By Mildred Largaespada/ Anny Baldwin
He arrives by car, with a beautiful blonde woman beside him in the passenger seat.
He is easily recognisable: his photo has recently appeared in the Spanish press and social media: a man in an elegant crisp white guayabera shirt, pictured standing on the roof-terrace of a building in Madrid. The headlines name him with the reverence due celebrities. His words are retweeted, commented and celebrated.
His name has a substance of its own: Jon Lee Anderson. Known as one of the best journalists on the planet, he has garnered worldwide praise for his writing in the New Yorker. University schools of journalism study his dispatches from Latin-American reality: Nicaragua, Cuba, Brazil, Haiti… and also from Libya, Siria, Liberia, Iraq and Angola… he not only exercises the craft of journalism, but also teaches it, at the Gabriel García Márquez Foundation for Iberian-American Journalism. The school was set up by the Nobel laureate himself and provides training to dozens of Latin American journalists every year.
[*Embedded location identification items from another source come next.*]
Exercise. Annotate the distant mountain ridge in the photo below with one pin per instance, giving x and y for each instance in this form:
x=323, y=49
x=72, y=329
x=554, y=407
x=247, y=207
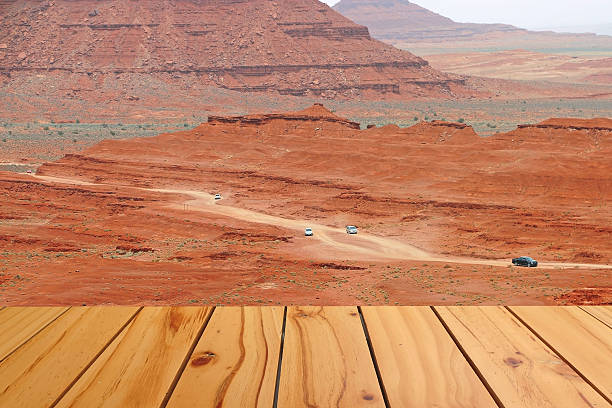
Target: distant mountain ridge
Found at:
x=409, y=26
x=401, y=19
x=291, y=47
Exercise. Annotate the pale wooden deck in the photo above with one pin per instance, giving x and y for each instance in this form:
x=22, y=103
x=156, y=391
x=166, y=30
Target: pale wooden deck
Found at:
x=306, y=357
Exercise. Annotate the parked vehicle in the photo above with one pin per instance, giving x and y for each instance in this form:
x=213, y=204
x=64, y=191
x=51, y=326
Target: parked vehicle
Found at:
x=525, y=261
x=351, y=229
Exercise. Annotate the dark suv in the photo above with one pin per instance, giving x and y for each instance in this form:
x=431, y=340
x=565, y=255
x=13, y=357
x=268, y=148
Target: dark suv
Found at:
x=525, y=261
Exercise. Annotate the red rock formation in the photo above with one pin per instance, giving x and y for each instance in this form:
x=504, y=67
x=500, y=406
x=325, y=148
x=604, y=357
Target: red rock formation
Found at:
x=410, y=26
x=403, y=20
x=294, y=47
x=316, y=113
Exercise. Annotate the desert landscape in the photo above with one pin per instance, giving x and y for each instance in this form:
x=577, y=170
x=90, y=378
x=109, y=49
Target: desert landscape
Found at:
x=440, y=211
x=121, y=120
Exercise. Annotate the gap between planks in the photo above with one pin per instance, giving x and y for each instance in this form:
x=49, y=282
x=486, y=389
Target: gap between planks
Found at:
x=93, y=360
x=469, y=360
x=181, y=369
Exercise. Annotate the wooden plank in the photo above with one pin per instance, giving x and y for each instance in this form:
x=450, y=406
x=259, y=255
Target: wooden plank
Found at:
x=37, y=373
x=326, y=361
x=582, y=340
x=139, y=367
x=236, y=361
x=419, y=363
x=20, y=324
x=602, y=313
x=520, y=369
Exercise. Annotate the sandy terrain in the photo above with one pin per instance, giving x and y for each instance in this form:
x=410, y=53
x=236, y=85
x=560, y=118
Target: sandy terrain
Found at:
x=526, y=65
x=440, y=212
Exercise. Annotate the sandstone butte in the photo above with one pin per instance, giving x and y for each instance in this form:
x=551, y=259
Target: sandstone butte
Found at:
x=440, y=210
x=95, y=51
x=410, y=26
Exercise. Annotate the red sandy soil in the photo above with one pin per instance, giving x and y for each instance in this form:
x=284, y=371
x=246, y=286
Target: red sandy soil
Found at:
x=526, y=65
x=440, y=212
x=408, y=26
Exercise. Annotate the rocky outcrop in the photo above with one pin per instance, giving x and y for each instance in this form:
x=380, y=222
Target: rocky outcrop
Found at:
x=315, y=114
x=292, y=47
x=412, y=27
x=403, y=20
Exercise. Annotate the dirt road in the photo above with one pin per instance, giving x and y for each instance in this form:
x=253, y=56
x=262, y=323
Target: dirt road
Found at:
x=333, y=241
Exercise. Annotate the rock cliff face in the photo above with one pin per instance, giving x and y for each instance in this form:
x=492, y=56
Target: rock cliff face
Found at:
x=409, y=26
x=293, y=47
x=314, y=115
x=403, y=20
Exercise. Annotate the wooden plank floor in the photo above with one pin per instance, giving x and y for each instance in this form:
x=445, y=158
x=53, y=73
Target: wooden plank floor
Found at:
x=306, y=357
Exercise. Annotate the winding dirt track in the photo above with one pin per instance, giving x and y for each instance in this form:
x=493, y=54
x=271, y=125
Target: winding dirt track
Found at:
x=338, y=244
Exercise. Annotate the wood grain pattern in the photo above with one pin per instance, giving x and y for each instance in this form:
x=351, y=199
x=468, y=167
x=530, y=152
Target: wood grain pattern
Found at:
x=420, y=365
x=520, y=369
x=326, y=360
x=602, y=313
x=19, y=324
x=138, y=368
x=37, y=373
x=235, y=362
x=582, y=340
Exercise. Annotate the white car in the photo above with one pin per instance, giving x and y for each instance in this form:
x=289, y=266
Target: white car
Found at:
x=351, y=229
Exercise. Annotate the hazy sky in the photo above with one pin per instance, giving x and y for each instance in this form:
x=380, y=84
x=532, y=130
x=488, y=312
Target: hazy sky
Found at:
x=522, y=13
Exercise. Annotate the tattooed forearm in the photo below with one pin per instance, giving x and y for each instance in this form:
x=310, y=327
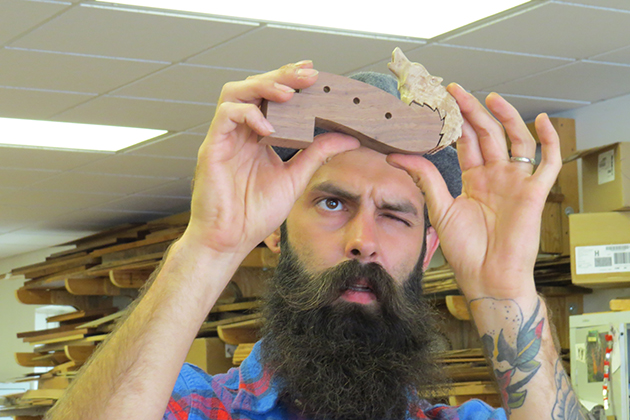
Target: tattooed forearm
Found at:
x=513, y=350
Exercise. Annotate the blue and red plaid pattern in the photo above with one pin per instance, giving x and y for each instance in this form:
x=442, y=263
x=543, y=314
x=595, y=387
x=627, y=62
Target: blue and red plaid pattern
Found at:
x=248, y=392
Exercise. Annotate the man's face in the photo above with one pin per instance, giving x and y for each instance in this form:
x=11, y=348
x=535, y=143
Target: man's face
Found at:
x=347, y=329
x=358, y=207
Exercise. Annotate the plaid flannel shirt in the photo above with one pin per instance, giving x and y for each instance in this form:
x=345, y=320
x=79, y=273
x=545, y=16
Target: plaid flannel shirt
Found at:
x=249, y=392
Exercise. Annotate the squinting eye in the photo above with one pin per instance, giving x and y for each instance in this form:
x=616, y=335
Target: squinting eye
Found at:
x=331, y=204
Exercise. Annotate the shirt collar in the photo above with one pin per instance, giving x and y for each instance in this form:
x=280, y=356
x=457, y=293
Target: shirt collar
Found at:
x=258, y=391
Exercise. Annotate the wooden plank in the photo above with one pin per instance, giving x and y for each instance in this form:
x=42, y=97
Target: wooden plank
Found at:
x=458, y=307
x=79, y=315
x=43, y=394
x=105, y=319
x=261, y=257
x=212, y=325
x=47, y=331
x=56, y=280
x=240, y=332
x=155, y=239
x=241, y=352
x=45, y=337
x=99, y=271
x=240, y=306
x=341, y=104
x=130, y=279
x=142, y=251
x=91, y=287
x=32, y=360
x=54, y=267
x=79, y=354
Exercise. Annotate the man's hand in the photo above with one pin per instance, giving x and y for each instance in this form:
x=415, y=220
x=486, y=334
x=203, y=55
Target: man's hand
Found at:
x=243, y=191
x=490, y=233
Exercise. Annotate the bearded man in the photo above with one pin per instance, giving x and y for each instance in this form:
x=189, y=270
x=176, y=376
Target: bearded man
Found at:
x=347, y=335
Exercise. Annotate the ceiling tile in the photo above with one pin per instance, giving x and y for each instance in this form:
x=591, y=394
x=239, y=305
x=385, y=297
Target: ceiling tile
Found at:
x=98, y=183
x=553, y=29
x=469, y=67
x=181, y=188
x=18, y=16
x=41, y=237
x=200, y=129
x=183, y=83
x=129, y=112
x=12, y=218
x=55, y=199
x=19, y=178
x=55, y=160
x=169, y=205
x=621, y=56
x=106, y=218
x=612, y=4
x=581, y=81
x=180, y=145
x=275, y=47
x=529, y=108
x=36, y=104
x=74, y=73
x=125, y=164
x=118, y=33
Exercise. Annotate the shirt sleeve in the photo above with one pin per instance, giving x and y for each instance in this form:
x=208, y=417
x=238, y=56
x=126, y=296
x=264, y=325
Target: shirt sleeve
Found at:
x=193, y=397
x=470, y=410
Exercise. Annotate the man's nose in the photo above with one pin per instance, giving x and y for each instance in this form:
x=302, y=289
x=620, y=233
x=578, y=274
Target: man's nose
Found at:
x=361, y=234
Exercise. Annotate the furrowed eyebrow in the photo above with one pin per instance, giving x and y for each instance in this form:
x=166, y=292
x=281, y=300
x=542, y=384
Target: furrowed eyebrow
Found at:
x=330, y=188
x=400, y=207
x=403, y=206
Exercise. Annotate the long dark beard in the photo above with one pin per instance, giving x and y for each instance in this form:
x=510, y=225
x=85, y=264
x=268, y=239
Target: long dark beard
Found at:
x=340, y=360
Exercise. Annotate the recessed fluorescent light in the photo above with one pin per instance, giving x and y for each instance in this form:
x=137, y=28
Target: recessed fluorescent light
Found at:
x=416, y=19
x=62, y=135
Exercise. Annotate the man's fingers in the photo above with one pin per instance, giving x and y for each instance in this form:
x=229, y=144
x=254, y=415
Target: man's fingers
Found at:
x=523, y=143
x=427, y=177
x=277, y=85
x=324, y=147
x=230, y=115
x=551, y=161
x=489, y=131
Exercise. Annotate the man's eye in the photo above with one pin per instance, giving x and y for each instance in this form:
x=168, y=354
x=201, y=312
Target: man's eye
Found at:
x=398, y=219
x=330, y=204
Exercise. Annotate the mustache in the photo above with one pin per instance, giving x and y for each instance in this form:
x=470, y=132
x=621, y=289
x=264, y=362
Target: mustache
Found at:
x=324, y=288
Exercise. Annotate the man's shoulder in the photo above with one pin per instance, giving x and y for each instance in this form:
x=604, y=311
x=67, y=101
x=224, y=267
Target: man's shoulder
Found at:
x=470, y=410
x=198, y=395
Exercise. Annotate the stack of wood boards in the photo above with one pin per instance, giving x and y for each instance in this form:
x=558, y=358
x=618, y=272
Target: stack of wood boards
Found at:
x=549, y=271
x=64, y=349
x=99, y=277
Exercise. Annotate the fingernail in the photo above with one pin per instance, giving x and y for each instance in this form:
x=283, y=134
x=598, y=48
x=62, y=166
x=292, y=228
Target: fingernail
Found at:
x=306, y=73
x=269, y=127
x=284, y=88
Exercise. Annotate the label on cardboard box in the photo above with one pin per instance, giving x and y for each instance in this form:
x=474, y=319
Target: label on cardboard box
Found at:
x=602, y=259
x=606, y=167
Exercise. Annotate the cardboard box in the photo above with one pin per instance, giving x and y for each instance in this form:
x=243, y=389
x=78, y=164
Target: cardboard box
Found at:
x=210, y=355
x=606, y=177
x=600, y=249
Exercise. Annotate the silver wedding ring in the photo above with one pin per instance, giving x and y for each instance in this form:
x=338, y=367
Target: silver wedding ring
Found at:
x=523, y=159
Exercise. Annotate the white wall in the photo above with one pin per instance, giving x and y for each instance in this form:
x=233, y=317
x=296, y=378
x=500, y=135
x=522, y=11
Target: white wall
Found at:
x=598, y=125
x=14, y=316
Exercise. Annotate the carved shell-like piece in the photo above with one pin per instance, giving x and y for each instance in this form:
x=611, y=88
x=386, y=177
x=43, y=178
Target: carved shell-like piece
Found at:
x=416, y=85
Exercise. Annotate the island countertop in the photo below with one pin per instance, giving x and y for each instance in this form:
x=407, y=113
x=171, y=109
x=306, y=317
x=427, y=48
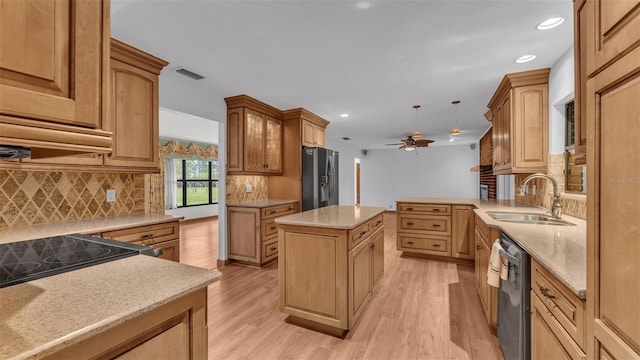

My meeting with Anderson takes place in Salobreña, near Granada, in southern Spain. The Mediterranean is just a few feet away, but we won´t be dipping into it. Instead, we’ll refresh ourselves with ice-cold Alhambra beer and eat a modestly-priced set menu. Having managed to park the car, Anderson hurries over, apologising for having arrived almost an hour late. But I don’t have it in me to grumble at someone who has courteously agreed to be interviewed in the middle of his summer holiday.
He’s wearing the sort of t-shirt generally favoured by true rock stars at their hot-weather gigs: short sleeved, grey, or a washed-out shade of blue, easy-fit. And loose-cut jeans. Summer flip-flops on his feet. Altogether essential clothing for riding out another of Spain’s July heatwaves.